# Movies you're embarrassed to admit you like



## Flourgirl (Oct 28, 2006)

My DH and I just signed up for Netflix, the online video rental service where they send you as many movies as you want for a monthly fixed price, well we got our first movie today and what did my husband order? ..._Tron, _remember that movie from the 80's? Of all the movies that have ever been made, his first choice is _Tron?!? _I asked him and he said he loves that movie, but don't tell any of his friends...

I have to admit I've watched _National Lampoons Christmas Vacation_ at least 10 times!

So what movies are you embarrassed to admit you like?


----------



## jkath (Oct 28, 2006)

You're embarassed about Christmas Vacation? Shoot! I love all of those!

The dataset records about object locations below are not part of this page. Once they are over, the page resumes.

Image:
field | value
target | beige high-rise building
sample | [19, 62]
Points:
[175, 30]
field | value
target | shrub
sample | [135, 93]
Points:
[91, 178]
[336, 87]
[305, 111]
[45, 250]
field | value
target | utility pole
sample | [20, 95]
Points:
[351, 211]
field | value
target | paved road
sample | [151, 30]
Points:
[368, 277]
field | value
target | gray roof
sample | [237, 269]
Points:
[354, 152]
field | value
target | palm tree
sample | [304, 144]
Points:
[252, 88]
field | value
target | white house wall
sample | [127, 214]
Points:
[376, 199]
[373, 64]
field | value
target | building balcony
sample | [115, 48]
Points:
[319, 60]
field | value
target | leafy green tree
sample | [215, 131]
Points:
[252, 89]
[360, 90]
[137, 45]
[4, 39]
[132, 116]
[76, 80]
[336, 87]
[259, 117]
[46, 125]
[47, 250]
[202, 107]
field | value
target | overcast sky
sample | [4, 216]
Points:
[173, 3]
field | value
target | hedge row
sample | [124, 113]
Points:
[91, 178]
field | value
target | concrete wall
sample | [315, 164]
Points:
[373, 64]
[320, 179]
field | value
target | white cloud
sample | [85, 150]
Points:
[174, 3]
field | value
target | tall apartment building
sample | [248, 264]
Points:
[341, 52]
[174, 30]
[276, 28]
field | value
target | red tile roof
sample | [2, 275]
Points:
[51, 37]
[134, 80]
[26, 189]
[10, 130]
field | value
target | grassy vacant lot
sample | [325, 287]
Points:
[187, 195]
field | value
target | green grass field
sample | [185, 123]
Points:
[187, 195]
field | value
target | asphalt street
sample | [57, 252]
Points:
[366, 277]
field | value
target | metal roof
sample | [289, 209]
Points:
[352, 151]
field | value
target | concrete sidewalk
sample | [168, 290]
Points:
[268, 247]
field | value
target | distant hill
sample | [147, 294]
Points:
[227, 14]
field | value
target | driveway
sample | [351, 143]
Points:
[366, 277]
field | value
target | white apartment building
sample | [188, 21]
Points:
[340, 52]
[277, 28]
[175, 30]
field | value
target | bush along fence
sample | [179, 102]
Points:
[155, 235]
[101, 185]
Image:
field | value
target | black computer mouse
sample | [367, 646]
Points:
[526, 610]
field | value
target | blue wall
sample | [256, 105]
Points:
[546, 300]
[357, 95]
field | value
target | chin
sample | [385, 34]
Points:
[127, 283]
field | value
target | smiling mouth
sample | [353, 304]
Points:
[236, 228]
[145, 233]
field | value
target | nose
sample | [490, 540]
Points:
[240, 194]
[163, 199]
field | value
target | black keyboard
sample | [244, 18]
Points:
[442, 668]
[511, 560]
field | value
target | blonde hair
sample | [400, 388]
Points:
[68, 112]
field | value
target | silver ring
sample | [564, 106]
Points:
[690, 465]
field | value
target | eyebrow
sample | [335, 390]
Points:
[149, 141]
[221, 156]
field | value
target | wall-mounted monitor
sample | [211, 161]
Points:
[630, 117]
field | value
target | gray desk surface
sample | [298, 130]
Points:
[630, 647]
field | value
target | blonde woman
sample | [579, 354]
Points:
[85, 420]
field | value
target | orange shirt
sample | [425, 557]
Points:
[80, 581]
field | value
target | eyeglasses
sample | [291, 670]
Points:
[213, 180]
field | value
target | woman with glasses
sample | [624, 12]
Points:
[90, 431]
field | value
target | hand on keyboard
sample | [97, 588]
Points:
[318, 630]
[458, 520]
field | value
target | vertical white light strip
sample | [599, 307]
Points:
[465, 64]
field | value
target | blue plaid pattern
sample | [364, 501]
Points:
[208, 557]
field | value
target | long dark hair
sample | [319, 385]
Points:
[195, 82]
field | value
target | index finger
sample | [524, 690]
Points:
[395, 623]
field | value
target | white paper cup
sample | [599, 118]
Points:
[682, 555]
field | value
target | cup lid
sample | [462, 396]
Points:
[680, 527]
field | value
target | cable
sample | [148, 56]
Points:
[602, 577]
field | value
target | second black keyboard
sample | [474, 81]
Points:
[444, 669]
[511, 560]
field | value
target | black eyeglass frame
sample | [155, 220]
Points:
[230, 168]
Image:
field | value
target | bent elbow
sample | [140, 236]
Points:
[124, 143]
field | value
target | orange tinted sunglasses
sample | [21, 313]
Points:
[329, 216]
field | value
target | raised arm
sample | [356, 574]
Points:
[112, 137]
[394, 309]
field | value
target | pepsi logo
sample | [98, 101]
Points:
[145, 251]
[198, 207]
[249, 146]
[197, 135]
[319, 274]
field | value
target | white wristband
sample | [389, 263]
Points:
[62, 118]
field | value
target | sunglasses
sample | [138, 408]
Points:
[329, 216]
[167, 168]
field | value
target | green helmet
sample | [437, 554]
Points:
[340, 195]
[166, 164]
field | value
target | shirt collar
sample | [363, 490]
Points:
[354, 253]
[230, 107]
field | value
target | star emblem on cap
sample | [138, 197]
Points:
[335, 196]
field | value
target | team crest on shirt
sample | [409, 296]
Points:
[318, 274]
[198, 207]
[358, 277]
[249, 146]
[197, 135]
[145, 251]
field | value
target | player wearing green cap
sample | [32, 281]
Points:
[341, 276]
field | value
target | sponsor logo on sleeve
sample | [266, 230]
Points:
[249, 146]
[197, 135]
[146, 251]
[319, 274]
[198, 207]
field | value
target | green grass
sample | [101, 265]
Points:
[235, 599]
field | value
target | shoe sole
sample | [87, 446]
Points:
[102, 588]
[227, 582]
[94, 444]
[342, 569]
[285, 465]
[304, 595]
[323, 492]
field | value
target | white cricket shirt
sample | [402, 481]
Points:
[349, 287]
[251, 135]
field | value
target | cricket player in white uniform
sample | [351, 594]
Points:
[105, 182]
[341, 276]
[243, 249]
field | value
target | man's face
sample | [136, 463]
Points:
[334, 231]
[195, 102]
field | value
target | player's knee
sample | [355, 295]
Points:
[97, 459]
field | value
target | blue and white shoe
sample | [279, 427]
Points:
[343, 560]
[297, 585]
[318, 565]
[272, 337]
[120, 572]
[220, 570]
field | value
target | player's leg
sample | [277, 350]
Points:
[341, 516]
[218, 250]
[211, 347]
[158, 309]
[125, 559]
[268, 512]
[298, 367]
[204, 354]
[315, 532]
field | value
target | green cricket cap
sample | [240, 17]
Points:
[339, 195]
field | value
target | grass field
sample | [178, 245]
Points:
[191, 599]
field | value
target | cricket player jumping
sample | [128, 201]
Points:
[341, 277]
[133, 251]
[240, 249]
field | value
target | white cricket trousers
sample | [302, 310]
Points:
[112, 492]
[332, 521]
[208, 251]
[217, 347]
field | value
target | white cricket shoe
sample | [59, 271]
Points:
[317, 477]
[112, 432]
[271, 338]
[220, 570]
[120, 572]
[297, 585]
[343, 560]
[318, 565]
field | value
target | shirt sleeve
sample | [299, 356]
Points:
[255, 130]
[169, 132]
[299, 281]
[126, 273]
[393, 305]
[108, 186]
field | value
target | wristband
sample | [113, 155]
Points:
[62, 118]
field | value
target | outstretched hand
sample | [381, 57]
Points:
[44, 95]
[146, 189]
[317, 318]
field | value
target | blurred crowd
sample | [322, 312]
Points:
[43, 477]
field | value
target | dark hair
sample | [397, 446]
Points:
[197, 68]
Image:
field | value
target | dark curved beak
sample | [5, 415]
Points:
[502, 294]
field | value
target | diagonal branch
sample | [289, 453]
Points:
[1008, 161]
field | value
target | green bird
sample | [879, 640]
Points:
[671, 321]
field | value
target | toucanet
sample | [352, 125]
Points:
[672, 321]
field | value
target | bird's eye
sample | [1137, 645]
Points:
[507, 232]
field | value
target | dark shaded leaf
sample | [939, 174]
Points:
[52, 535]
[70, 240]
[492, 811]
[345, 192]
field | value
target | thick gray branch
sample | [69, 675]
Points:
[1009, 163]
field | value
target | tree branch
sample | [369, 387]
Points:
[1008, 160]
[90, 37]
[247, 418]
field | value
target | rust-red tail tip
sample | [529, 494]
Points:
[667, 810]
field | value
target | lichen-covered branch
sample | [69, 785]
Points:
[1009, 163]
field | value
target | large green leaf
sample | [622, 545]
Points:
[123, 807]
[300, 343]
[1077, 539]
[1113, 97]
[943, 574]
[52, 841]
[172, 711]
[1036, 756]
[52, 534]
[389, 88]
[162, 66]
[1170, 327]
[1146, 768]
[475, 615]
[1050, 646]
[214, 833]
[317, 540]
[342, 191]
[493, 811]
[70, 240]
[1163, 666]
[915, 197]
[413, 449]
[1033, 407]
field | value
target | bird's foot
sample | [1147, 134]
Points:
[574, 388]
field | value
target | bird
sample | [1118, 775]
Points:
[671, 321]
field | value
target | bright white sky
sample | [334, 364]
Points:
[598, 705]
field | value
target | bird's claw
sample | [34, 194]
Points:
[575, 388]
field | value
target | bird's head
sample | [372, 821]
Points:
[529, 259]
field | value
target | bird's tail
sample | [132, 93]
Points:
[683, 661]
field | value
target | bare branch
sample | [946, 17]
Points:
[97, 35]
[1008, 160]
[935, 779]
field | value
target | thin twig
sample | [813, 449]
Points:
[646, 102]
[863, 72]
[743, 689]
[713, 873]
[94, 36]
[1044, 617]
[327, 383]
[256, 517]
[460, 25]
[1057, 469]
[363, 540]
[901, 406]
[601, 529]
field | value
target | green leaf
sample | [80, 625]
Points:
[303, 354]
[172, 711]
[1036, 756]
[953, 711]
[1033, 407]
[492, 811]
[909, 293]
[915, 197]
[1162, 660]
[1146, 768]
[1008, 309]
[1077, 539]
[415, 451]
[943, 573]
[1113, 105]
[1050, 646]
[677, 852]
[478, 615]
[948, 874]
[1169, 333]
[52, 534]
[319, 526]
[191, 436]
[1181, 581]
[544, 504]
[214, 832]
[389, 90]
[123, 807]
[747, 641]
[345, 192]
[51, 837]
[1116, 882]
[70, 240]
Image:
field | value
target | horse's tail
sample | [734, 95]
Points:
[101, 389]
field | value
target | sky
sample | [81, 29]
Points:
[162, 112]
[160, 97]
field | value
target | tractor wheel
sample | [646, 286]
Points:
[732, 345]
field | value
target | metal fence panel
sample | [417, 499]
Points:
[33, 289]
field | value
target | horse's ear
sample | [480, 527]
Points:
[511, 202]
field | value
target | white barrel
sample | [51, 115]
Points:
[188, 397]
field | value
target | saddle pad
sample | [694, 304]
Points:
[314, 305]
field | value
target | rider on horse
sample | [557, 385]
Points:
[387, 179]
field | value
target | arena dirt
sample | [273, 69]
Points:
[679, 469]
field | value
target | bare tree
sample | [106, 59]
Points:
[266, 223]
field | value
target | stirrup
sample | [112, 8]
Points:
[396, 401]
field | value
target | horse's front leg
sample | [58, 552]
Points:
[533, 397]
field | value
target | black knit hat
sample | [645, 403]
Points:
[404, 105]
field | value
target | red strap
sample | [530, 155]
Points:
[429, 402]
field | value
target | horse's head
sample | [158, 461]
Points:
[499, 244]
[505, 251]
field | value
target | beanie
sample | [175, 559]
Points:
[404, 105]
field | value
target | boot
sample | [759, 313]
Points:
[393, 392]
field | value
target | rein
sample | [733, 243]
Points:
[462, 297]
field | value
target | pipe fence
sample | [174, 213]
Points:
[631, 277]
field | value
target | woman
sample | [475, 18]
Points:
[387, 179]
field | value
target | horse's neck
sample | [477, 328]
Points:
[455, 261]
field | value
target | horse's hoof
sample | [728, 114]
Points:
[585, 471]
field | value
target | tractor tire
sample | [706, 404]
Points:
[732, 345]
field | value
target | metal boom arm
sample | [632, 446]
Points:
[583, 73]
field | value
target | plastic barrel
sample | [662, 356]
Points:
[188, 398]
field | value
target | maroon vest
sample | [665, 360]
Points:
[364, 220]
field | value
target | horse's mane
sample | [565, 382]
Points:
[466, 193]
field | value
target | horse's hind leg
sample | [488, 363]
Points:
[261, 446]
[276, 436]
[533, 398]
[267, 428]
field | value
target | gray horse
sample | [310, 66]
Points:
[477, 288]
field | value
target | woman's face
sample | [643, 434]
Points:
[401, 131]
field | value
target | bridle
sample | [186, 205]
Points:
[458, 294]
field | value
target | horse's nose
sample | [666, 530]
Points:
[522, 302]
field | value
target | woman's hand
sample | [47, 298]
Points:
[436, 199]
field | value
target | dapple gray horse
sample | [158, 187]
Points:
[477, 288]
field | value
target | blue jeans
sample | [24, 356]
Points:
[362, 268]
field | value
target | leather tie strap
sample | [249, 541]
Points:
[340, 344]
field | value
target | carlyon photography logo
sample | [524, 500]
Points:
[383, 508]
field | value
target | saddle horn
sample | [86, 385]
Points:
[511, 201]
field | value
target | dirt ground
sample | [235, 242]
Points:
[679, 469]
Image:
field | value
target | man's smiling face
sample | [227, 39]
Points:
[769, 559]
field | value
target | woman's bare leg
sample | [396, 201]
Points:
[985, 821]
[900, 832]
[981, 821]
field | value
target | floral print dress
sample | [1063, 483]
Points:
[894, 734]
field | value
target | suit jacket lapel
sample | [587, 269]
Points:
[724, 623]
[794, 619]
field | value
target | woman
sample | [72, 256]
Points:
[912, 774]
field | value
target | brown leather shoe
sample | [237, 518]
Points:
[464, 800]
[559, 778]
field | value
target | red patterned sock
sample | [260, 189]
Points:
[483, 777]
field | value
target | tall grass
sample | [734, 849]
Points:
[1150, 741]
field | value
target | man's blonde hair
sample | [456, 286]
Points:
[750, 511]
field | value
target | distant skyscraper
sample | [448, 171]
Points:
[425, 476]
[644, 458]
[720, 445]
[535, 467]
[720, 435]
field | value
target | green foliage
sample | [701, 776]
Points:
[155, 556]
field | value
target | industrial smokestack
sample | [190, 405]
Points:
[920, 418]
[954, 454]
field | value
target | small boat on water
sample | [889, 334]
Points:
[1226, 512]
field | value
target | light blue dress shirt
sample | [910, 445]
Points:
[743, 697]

I'm embarrassed to say that if Grease was playing I wouldn't turn it off.....


----------



## -DEADLY SUSHI- (Oct 28, 2006)

Anne of Green Gables. Its NOT a 'guy' movie. Not by a long shot! But its my favorite. It has SO much heart to it.


----------



## Andy M. (Oct 28, 2006)

My Fair Lady!


----------



## Corinne (Oct 28, 2006)

Not really embarrassed by these. I'm so not a movie person. I have a lot of trouble sitting still for that long. If I was forced to watch movies, these are a few that I would choose:

Edward Scissorhands
Good Fellas
The Other Sister
Shrek


----------



## middie (Oct 28, 2006)

Short Circuit would be one.


----------



## Barbara L (Oct 28, 2006)

I'll be 49 in a week and I love teeny-bopper girlie movies and TV shows!

 Barbara


----------



## TATTRAT (Oct 28, 2006)

middie said:
			
		

> Short Circuit would be one.




LOL!!!! Wouldn't you like to be a pepper too? Johnny 5...ALIVE!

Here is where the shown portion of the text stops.